# [2104.04448] Relating Adversarially Robust Generalization to Flat Minima

### Significance

Adversarial robustness is also related to flatness of loss landscape

### Keypoints

• Propose two adversarial robustness measures based on flatness of loss landscape
• Show relationship between the flatness and the robust generalization gap by experiments

### Review

#### Background

Generalization of a trained deep neural network is still a mysterious phenomenon. The neural network learns to properly make prediction over unseen dataset, but it is not yet clear where this capability emerges from. Ideas that try to explicitly measure generalization gap (the gap between the training and the test performance) are being studied, incorporating mathematical ideas to evaluate distance (norm), sharpness/flatness, margin, or output sensitivity, but no single measure has been proved to work well at all conditions (there even was a competition at the NeurIPS 2020 for predicting the genralization gap).

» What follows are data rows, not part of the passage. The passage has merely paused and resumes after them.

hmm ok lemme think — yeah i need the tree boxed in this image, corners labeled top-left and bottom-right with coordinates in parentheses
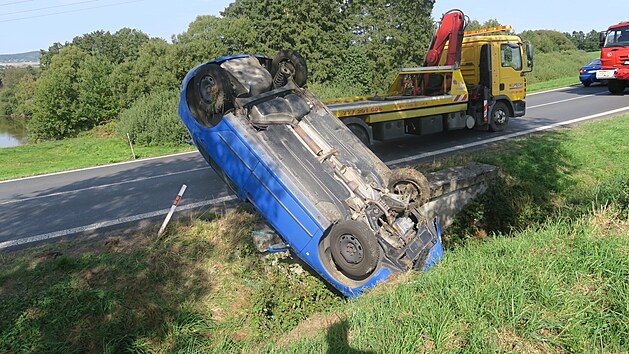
top-left (466, 18), bottom-right (508, 33)
top-left (110, 38), bottom-right (180, 111)
top-left (38, 28), bottom-right (149, 69)
top-left (29, 46), bottom-right (87, 141)
top-left (172, 15), bottom-right (258, 75)
top-left (222, 0), bottom-right (351, 83)
top-left (39, 42), bottom-right (63, 69)
top-left (0, 67), bottom-right (36, 116)
top-left (348, 0), bottom-right (435, 88)
top-left (13, 74), bottom-right (37, 119)
top-left (520, 30), bottom-right (576, 53)
top-left (76, 55), bottom-right (117, 127)
top-left (583, 30), bottom-right (601, 52)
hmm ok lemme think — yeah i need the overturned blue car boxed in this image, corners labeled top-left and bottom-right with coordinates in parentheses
top-left (178, 50), bottom-right (443, 297)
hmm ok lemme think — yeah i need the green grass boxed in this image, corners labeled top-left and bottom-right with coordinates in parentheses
top-left (0, 130), bottom-right (194, 180)
top-left (527, 77), bottom-right (581, 92)
top-left (1, 116), bottom-right (627, 353)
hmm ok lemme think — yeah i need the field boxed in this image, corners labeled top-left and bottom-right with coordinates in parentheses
top-left (1, 115), bottom-right (627, 353)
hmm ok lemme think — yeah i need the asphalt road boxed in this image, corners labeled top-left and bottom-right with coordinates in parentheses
top-left (1, 84), bottom-right (628, 249)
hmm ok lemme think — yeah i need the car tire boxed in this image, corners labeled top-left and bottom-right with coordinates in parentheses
top-left (388, 168), bottom-right (430, 206)
top-left (489, 101), bottom-right (510, 132)
top-left (271, 49), bottom-right (308, 88)
top-left (186, 64), bottom-right (234, 128)
top-left (329, 220), bottom-right (380, 280)
top-left (582, 81), bottom-right (591, 87)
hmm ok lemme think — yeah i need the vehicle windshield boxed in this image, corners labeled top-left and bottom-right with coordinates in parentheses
top-left (587, 58), bottom-right (601, 66)
top-left (604, 25), bottom-right (629, 47)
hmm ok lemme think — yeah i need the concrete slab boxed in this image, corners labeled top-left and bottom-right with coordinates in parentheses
top-left (422, 163), bottom-right (499, 230)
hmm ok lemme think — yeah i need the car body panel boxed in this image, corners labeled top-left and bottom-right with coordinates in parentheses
top-left (580, 58), bottom-right (602, 85)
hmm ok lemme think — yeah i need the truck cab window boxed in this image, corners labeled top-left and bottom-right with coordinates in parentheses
top-left (500, 44), bottom-right (522, 70)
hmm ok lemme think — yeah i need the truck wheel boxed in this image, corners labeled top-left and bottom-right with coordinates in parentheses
top-left (348, 123), bottom-right (370, 146)
top-left (489, 101), bottom-right (509, 132)
top-left (388, 168), bottom-right (430, 206)
top-left (608, 80), bottom-right (626, 95)
top-left (329, 220), bottom-right (380, 280)
top-left (187, 64), bottom-right (234, 128)
top-left (271, 49), bottom-right (308, 88)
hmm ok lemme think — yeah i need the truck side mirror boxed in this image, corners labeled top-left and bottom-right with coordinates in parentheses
top-left (599, 31), bottom-right (607, 48)
top-left (525, 41), bottom-right (534, 70)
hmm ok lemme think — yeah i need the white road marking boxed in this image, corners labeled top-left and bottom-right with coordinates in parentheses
top-left (0, 167), bottom-right (211, 206)
top-left (527, 94), bottom-right (596, 109)
top-left (385, 106), bottom-right (629, 166)
top-left (0, 150), bottom-right (200, 185)
top-left (527, 85), bottom-right (577, 96)
top-left (0, 195), bottom-right (238, 250)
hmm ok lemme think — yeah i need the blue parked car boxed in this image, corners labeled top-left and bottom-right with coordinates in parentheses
top-left (178, 50), bottom-right (443, 297)
top-left (579, 58), bottom-right (602, 87)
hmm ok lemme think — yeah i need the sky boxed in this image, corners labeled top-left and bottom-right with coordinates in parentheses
top-left (1, 0), bottom-right (628, 55)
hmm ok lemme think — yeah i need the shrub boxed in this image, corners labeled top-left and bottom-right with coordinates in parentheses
top-left (117, 89), bottom-right (189, 146)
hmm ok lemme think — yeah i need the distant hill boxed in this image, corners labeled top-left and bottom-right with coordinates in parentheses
top-left (0, 51), bottom-right (40, 68)
top-left (0, 51), bottom-right (40, 63)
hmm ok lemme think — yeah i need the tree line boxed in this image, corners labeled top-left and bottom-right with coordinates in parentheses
top-left (0, 0), bottom-right (604, 144)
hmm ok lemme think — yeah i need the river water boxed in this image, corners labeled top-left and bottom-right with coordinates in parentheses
top-left (0, 116), bottom-right (27, 148)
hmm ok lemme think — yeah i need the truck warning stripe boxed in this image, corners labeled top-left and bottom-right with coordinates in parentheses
top-left (453, 94), bottom-right (468, 102)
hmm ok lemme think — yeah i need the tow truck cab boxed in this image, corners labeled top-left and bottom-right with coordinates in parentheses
top-left (458, 32), bottom-right (534, 119)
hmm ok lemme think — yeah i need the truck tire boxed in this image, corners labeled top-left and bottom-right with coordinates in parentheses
top-left (271, 49), bottom-right (308, 88)
top-left (489, 101), bottom-right (509, 132)
top-left (388, 168), bottom-right (430, 206)
top-left (187, 64), bottom-right (234, 128)
top-left (608, 80), bottom-right (626, 95)
top-left (329, 220), bottom-right (380, 280)
top-left (347, 123), bottom-right (370, 146)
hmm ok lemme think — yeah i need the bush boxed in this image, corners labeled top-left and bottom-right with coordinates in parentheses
top-left (117, 89), bottom-right (189, 146)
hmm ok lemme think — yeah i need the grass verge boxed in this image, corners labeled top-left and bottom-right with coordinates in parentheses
top-left (0, 116), bottom-right (627, 353)
top-left (0, 129), bottom-right (193, 181)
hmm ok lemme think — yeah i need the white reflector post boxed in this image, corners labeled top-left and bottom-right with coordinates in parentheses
top-left (158, 184), bottom-right (187, 237)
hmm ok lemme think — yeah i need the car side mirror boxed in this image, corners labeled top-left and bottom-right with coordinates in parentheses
top-left (599, 31), bottom-right (607, 48)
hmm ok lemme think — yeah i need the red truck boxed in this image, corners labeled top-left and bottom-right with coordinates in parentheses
top-left (597, 22), bottom-right (629, 94)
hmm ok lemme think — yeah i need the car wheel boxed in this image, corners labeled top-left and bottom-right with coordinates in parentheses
top-left (489, 101), bottom-right (510, 132)
top-left (186, 64), bottom-right (234, 128)
top-left (271, 49), bottom-right (308, 88)
top-left (329, 220), bottom-right (380, 280)
top-left (582, 81), bottom-right (591, 87)
top-left (388, 168), bottom-right (430, 206)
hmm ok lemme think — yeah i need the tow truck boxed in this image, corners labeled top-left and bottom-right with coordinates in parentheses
top-left (596, 21), bottom-right (629, 94)
top-left (325, 10), bottom-right (534, 145)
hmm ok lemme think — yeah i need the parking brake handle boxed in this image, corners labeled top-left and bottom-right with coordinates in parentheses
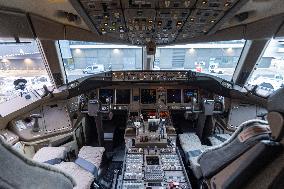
top-left (30, 114), bottom-right (42, 132)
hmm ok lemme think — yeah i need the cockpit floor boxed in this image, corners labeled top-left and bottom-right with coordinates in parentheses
top-left (98, 146), bottom-right (124, 189)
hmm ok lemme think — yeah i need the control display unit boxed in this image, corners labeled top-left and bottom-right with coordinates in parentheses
top-left (99, 89), bottom-right (114, 104)
top-left (146, 155), bottom-right (160, 165)
top-left (167, 89), bottom-right (181, 103)
top-left (141, 89), bottom-right (156, 104)
top-left (116, 89), bottom-right (131, 104)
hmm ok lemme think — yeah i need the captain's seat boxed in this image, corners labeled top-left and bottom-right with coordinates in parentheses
top-left (0, 137), bottom-right (104, 189)
top-left (0, 138), bottom-right (75, 189)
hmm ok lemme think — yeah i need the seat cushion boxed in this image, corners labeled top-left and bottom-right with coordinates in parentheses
top-left (179, 133), bottom-right (210, 159)
top-left (54, 162), bottom-right (94, 189)
top-left (179, 133), bottom-right (210, 179)
top-left (179, 133), bottom-right (202, 153)
top-left (208, 134), bottom-right (231, 146)
top-left (78, 146), bottom-right (105, 168)
top-left (33, 147), bottom-right (67, 165)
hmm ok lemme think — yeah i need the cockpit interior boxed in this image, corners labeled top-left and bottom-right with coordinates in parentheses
top-left (0, 0), bottom-right (283, 189)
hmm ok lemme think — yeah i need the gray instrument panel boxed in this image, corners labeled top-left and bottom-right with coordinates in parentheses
top-left (95, 85), bottom-right (224, 114)
top-left (9, 101), bottom-right (72, 141)
top-left (72, 0), bottom-right (241, 45)
top-left (228, 100), bottom-right (267, 129)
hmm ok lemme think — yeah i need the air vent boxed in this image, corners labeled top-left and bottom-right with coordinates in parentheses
top-left (55, 10), bottom-right (81, 25)
top-left (235, 12), bottom-right (249, 22)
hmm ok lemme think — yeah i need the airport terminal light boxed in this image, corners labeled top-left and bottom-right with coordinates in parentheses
top-left (113, 49), bottom-right (120, 54)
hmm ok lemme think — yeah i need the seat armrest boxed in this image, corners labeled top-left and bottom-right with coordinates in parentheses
top-left (33, 147), bottom-right (68, 164)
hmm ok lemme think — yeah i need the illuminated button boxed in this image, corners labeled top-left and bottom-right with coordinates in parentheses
top-left (225, 2), bottom-right (230, 7)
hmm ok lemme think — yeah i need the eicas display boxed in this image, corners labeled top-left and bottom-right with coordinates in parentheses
top-left (116, 89), bottom-right (131, 104)
top-left (141, 89), bottom-right (156, 104)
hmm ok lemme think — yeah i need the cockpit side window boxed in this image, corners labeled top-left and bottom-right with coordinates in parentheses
top-left (0, 39), bottom-right (52, 104)
top-left (246, 38), bottom-right (284, 91)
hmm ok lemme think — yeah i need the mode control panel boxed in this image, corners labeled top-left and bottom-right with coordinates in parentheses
top-left (112, 71), bottom-right (189, 82)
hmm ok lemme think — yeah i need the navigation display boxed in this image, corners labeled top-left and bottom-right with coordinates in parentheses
top-left (167, 89), bottom-right (181, 103)
top-left (141, 89), bottom-right (156, 104)
top-left (116, 89), bottom-right (131, 104)
top-left (183, 89), bottom-right (198, 103)
top-left (99, 89), bottom-right (114, 104)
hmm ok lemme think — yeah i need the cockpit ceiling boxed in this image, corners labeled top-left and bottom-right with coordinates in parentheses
top-left (222, 0), bottom-right (284, 29)
top-left (0, 0), bottom-right (89, 30)
top-left (0, 0), bottom-right (283, 44)
top-left (71, 0), bottom-right (243, 45)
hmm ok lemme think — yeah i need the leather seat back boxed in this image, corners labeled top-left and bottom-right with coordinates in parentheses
top-left (209, 87), bottom-right (284, 189)
top-left (0, 138), bottom-right (75, 189)
top-left (198, 119), bottom-right (270, 178)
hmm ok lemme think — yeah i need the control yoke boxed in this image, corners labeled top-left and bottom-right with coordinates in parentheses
top-left (203, 99), bottom-right (215, 115)
top-left (84, 97), bottom-right (112, 147)
top-left (86, 97), bottom-right (111, 116)
top-left (30, 114), bottom-right (42, 132)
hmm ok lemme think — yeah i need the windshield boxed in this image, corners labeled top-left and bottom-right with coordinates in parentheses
top-left (58, 41), bottom-right (143, 82)
top-left (0, 39), bottom-right (52, 104)
top-left (247, 38), bottom-right (284, 91)
top-left (59, 40), bottom-right (245, 82)
top-left (154, 40), bottom-right (245, 81)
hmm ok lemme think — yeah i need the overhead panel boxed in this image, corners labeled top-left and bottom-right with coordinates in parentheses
top-left (74, 0), bottom-right (242, 45)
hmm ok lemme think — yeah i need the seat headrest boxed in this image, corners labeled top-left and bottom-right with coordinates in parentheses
top-left (267, 87), bottom-right (284, 113)
top-left (267, 88), bottom-right (284, 141)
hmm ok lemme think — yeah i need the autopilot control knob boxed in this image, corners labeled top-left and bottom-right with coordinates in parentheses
top-left (30, 114), bottom-right (42, 132)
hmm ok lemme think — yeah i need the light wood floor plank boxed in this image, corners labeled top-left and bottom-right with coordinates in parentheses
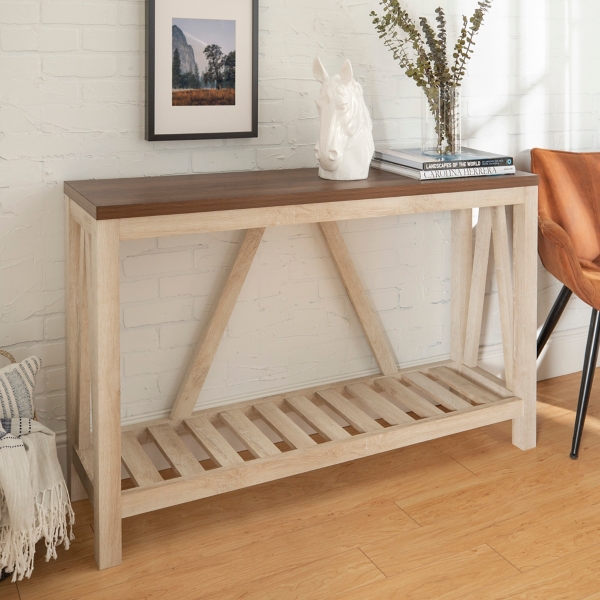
top-left (116, 449), bottom-right (475, 564)
top-left (580, 593), bottom-right (600, 600)
top-left (489, 500), bottom-right (600, 572)
top-left (20, 504), bottom-right (415, 600)
top-left (2, 580), bottom-right (21, 599)
top-left (332, 545), bottom-right (518, 600)
top-left (181, 548), bottom-right (384, 600)
top-left (18, 372), bottom-right (600, 600)
top-left (361, 463), bottom-right (600, 582)
top-left (459, 542), bottom-right (600, 600)
top-left (398, 451), bottom-right (588, 526)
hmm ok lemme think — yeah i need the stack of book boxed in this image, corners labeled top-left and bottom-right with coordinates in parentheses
top-left (371, 147), bottom-right (515, 181)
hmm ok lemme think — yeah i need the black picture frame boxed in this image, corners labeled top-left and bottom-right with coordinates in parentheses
top-left (145, 0), bottom-right (259, 141)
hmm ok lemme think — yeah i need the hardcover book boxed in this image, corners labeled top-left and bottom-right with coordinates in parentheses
top-left (371, 158), bottom-right (516, 181)
top-left (373, 148), bottom-right (514, 171)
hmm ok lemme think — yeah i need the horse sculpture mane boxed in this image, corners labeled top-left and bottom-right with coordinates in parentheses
top-left (313, 57), bottom-right (374, 181)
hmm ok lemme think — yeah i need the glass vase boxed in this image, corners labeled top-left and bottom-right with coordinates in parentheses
top-left (421, 85), bottom-right (461, 156)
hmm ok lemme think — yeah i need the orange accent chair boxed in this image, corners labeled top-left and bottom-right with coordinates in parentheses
top-left (533, 148), bottom-right (600, 458)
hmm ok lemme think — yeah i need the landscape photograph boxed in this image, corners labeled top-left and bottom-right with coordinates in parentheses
top-left (172, 18), bottom-right (236, 106)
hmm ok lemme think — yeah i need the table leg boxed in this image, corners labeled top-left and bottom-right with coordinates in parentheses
top-left (65, 197), bottom-right (86, 500)
top-left (450, 209), bottom-right (473, 363)
top-left (90, 219), bottom-right (122, 569)
top-left (512, 188), bottom-right (538, 450)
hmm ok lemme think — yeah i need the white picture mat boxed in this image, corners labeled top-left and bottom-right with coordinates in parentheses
top-left (154, 0), bottom-right (253, 136)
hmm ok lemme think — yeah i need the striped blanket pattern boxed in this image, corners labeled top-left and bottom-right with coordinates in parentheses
top-left (0, 357), bottom-right (40, 420)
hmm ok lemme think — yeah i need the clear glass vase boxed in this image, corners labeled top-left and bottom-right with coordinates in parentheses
top-left (421, 85), bottom-right (461, 156)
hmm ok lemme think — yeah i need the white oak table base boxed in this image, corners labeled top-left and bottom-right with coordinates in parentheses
top-left (64, 171), bottom-right (538, 570)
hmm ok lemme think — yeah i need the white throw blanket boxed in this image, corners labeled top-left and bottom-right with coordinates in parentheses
top-left (0, 418), bottom-right (74, 582)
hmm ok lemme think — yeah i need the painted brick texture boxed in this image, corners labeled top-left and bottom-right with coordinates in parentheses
top-left (0, 0), bottom-right (598, 434)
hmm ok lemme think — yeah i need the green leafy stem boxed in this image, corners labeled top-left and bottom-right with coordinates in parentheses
top-left (371, 1), bottom-right (493, 153)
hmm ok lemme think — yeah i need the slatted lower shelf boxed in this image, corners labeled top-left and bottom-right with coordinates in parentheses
top-left (117, 361), bottom-right (522, 518)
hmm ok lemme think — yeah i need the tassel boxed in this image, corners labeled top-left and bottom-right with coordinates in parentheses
top-left (0, 482), bottom-right (75, 582)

Adversarial training is a widely adopted technique when training a neural network for improving adversarial robustness and test-time performance. More formally, a small perturbation $\delta$ is added to the input data $x$ when training the neural network $f$ with weights $w$: $$\min_{w}\mathbb{E}_{x,y}[ \max_{||\delta||_{p \leq \epsilon}} \mathcal{L}(f(x+\delta ; w),y) ],$$ where $\epsilon$ is a prespecified perturbation upper-bound, and $y$ is the corresponding label. However, robust overfitting is found to be a common problem in adversarial training. A recent work suggests that the flatness of the weight loss landscape is related to the robust generalization gap, but the paper has investigated this relationship by qualitatively by visualizing the loss landscape with respect to a random perturbation. The authors address this issue and propose a quantitative robustness measures based on flatness of the loss landscape which is scale-invariant, enabling comparison across different models. Relationship between the flatness and the robust generalization gap is evaluated using the proposed measures.

#### Keypoints

##### Propose two adversarial robustness measures based on flatness of loss landscape

The flatness of the loss landscape can be visualized (i.e. qualitatively measured) by perturbing the weight in a random direction and measuring the difference of the loss caused by the perturbation. The authors propose two objective flatness measures, the average-case and the worst-case flatness, where average-case flatness is defined as: $$\label{eq:avg_flatness} \mathbb{E}_{\nu} [ \underset{||\delta||_{\infty}\leq \epsilon}{\max} \mathcal{L}(f(x+\delta ; w + \nu), y)] - \underset{||\delta||_{\infty}\leq \epsilon}{\max} \mathcal{L}(f(x+\delta ; w ), y),$$ where $\nu$ is the random weight perturbation. The second term of the \eqref{eq:avg_flatness} is the reference term that the authors propose to make the measure independent of the absolute loss. Losses $\mathcal{L}$ and the $\tilde{\mathcal{L}}$ represent the second and first term of \eqref{eq:avg_flatness}, respectively For the worst-case flatness, the expectation over the left term is substituted with the maximum value with respect to the $\nu$.

##### Show relationship between the flatness and the robust generalization gap by experiments

The authors provide relationship between the flatness and the robust generalization from a variety of perspectives. First, the relationship between the robust generalization and the flatness is plotted with the proposed measure \eqref{eq:avg_flatness} to find correlation between the two. Robust generalization correlates with flatness

Flatness throughout the adversarial training, flatness across hyper-parameters, and the effect of early stopping in robust generalization along with flatness are demonstrated. Flatness throughout training Flatness across hyper-parameters Flatness and early stopping

The authors conclude that the provided measures allow comparison between the models, and consistently finds correlation between the loss landscape flatness and the robust generalization gap in extensive experiments.